Homily – Fr. Michael Casagram – 6/24/23 – What do you suppose that I am?

Homily – Fr. Michael Casagram – 6/24/23 – What do you suppose that I am?

+WHAT DO YOU SUPPOSE THAT I AM?          St John the Baptist, 2023

These words from the Acts of the Apostles are from John the Baptist as he is completing his course, coming to the close of his life. His disciples are wondering if he is the long awaited Messiah and he assures them that he is not, but that there is one coming after him whose sandals he is unworthy to unfasten. Celebrating the birth of John the Baptist helps us all to prepare the way for the long awaited one, helps us to have an inner disposition that allows the Lord Jesus to draw ever nearer to each of our lives.

We live in a world of immense change due to technology, social unrest, war, climate warming, poverty, the migration of millions of people. We just heard of how Isaiah, and later John the Baptist, were called from their mothers’ wombs. If any of us gathered here, were to reflect carefully, he or she would realize this calling has ever been present in our lives. Even if not born into a Christian or Catholic family, God has touched our lives at a critical moment, left us with a lasting sense of being chosen, being a part of a people that is God’s very own.

As monks, every day we sing the Bendictus, Zachariah’s song of thanksgiving. “Blessed be the Lord, the God of Israel who has visited his people and raised up for us a mighty Savior.”  Our Savior leaves indelible marks on our lives. No kind word, no act of real love, act of real kindness can ever be forgotten by the one who gave rise to it in the depths of our hearts as long as we are willing to acknowledge the source, acknowledge the God who has visited each of us.

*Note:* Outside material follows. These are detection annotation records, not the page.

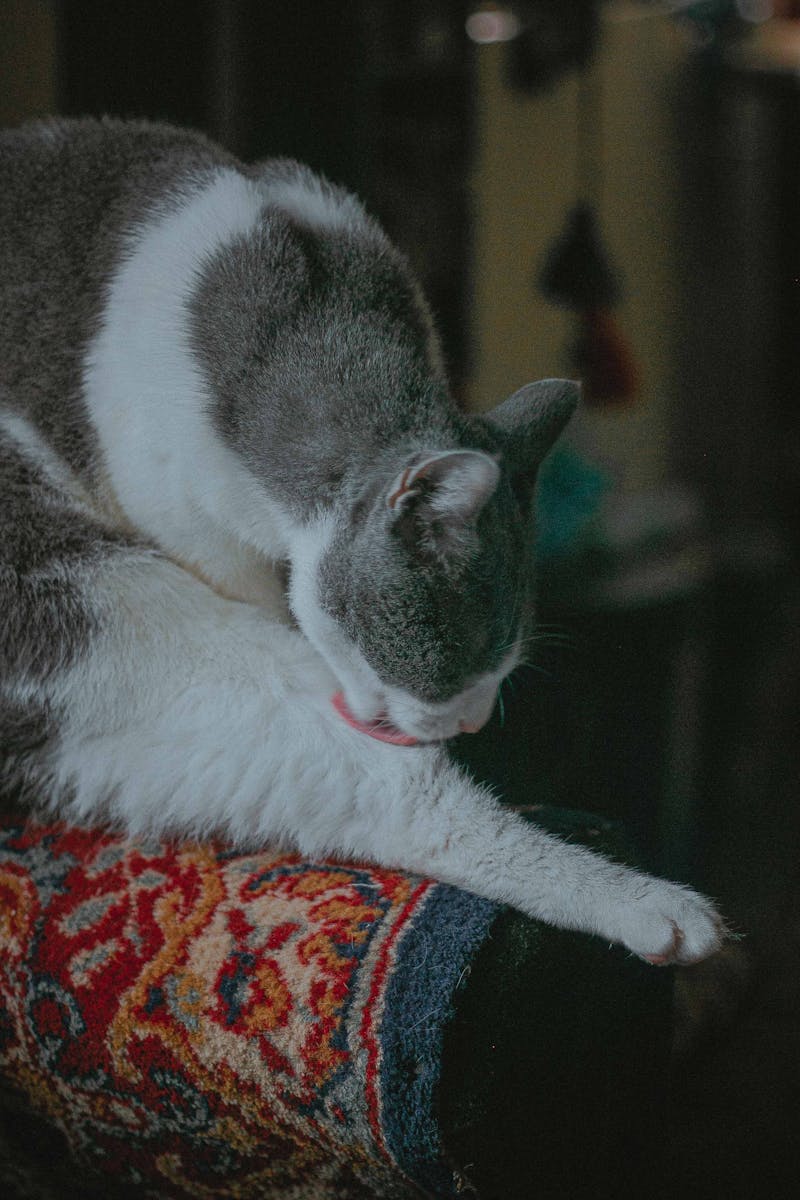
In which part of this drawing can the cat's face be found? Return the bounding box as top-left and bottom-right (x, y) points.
(290, 380), (577, 742)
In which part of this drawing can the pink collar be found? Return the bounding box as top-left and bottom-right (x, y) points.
(331, 691), (420, 746)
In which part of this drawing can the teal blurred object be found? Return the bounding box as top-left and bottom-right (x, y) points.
(536, 444), (613, 562)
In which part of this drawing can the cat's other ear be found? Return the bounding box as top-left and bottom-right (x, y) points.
(486, 379), (581, 475)
(386, 450), (500, 553)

We too at times, like Isaiah, feel that we have toiled in vain, that our strength has been spent especially as we grow older and yet in faith we know that our “recompense is with our God.” This is certainly what Elizabeth and her husband Zachariah must have felt when both, beyond the age for doing so, were told they would bear a son and that he was to be called John. This event has an ongoing message for our own time.

We are constantly being brought into that awareness of how fragile we are, of how our human efforts fall short of God’s divine plan. We have our schedules, our agendas but then our lives take a turn we never expected. Certainly this took place with the Titan sub this past week, that was visiting the ruins of the Titanic.

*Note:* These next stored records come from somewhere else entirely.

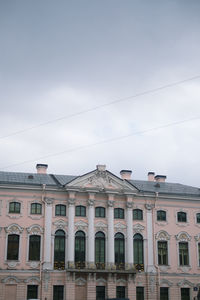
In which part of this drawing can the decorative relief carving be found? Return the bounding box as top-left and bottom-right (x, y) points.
(156, 230), (170, 241)
(175, 231), (191, 242)
(133, 223), (145, 234)
(5, 224), (24, 234)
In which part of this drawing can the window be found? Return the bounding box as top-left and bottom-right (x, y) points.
(96, 286), (106, 300)
(177, 211), (187, 222)
(181, 288), (190, 300)
(114, 208), (124, 219)
(158, 241), (168, 265)
(56, 204), (66, 216)
(179, 242), (189, 266)
(54, 230), (65, 270)
(115, 233), (125, 269)
(75, 231), (85, 268)
(157, 210), (166, 221)
(27, 285), (38, 299)
(7, 234), (19, 260)
(160, 287), (169, 300)
(133, 233), (144, 270)
(53, 285), (64, 300)
(9, 202), (21, 214)
(31, 203), (42, 215)
(76, 205), (86, 217)
(95, 231), (105, 269)
(196, 213), (200, 224)
(136, 286), (144, 300)
(95, 207), (106, 218)
(116, 286), (125, 298)
(28, 235), (40, 260)
(133, 209), (143, 220)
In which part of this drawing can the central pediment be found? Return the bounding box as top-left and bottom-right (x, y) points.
(66, 166), (137, 193)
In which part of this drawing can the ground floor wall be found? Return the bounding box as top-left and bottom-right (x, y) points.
(0, 270), (200, 300)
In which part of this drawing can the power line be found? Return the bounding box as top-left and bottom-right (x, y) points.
(0, 75), (200, 140)
(1, 116), (200, 170)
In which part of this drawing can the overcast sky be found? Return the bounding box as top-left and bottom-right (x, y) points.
(0, 0), (200, 186)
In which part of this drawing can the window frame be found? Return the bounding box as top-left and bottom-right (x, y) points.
(114, 207), (124, 219)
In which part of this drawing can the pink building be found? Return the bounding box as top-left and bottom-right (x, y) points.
(0, 164), (200, 300)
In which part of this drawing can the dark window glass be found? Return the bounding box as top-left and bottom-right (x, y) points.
(157, 210), (166, 221)
(53, 285), (64, 300)
(76, 205), (86, 217)
(114, 208), (124, 219)
(179, 242), (189, 266)
(158, 241), (168, 265)
(27, 285), (38, 299)
(133, 209), (143, 220)
(178, 211), (187, 222)
(75, 231), (85, 268)
(115, 233), (125, 269)
(133, 233), (144, 269)
(95, 207), (106, 218)
(54, 230), (65, 270)
(136, 286), (144, 300)
(116, 286), (125, 299)
(196, 214), (200, 223)
(31, 203), (42, 215)
(7, 234), (19, 260)
(9, 202), (21, 214)
(96, 286), (106, 300)
(181, 288), (190, 300)
(95, 232), (105, 269)
(56, 204), (66, 216)
(29, 235), (40, 260)
(160, 287), (169, 300)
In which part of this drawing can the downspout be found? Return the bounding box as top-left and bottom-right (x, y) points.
(40, 184), (46, 300)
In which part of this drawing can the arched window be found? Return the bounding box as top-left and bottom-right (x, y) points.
(157, 210), (166, 221)
(177, 211), (187, 222)
(54, 230), (65, 270)
(76, 205), (86, 217)
(55, 204), (66, 216)
(31, 203), (42, 215)
(28, 235), (40, 260)
(9, 202), (21, 214)
(133, 209), (143, 220)
(95, 231), (105, 269)
(133, 233), (144, 270)
(75, 231), (85, 269)
(114, 208), (124, 219)
(7, 234), (19, 260)
(95, 207), (106, 218)
(115, 233), (125, 270)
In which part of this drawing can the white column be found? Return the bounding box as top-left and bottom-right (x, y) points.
(107, 195), (115, 268)
(43, 197), (53, 270)
(87, 194), (95, 268)
(67, 194), (75, 268)
(126, 200), (133, 269)
(146, 204), (156, 273)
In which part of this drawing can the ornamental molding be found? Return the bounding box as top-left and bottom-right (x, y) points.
(5, 224), (24, 234)
(26, 224), (44, 235)
(175, 231), (191, 242)
(177, 279), (194, 287)
(1, 276), (21, 284)
(53, 219), (68, 230)
(156, 230), (170, 241)
(133, 223), (145, 234)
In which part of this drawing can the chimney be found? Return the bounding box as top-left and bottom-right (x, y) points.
(155, 175), (167, 182)
(120, 170), (132, 180)
(36, 164), (48, 174)
(147, 172), (155, 181)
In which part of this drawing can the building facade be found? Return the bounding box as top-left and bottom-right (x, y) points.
(0, 164), (200, 300)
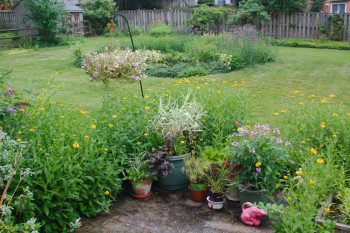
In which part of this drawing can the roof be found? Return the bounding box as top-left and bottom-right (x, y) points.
(13, 0), (84, 13)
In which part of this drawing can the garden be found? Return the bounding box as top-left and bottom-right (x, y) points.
(0, 13), (350, 232)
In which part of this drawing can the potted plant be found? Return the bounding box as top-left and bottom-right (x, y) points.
(182, 156), (210, 202)
(152, 93), (204, 190)
(206, 165), (228, 209)
(126, 153), (157, 199)
(228, 125), (292, 204)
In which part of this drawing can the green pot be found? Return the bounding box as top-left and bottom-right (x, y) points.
(158, 153), (191, 191)
(191, 183), (207, 191)
(238, 184), (271, 205)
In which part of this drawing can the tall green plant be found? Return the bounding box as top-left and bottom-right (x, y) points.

We are faced with an unfolding different than planned, we are faced with an horizon wider than our own. We can retreat, hide behind our familiar ways of seeing and doing things or move into a fresh vision of the world around us. Growth in any of our lives depends on our ability to expand our consciousness, a willingness to enter into a divine view of what is really going on.

When we do, we are like Zachariah unable to speak writing on a tablet: “John is this name,” and all were amazed. Immediately his mouth was opened, his tongue freed, and he spoke blessing God.” Our limited grasp of what is taking place is freed and we know that the hand of the Lord is guiding us into the fullness of life and love.

Only with the eyes of faith, hope and love do we begin to fully grasp what is unfolding all day long and at this altar. It is all summarized in the Holy Eucharist we celebrate. Here we are given, under the appearance of bread and wine, the very Body and Blood of our glorified Savior. Here we are made sharers in God’s very own divine life. Here are fulfilled those beautiful words of Zachariah, the tender compassion of our God, the dawn from on high breaking upon us.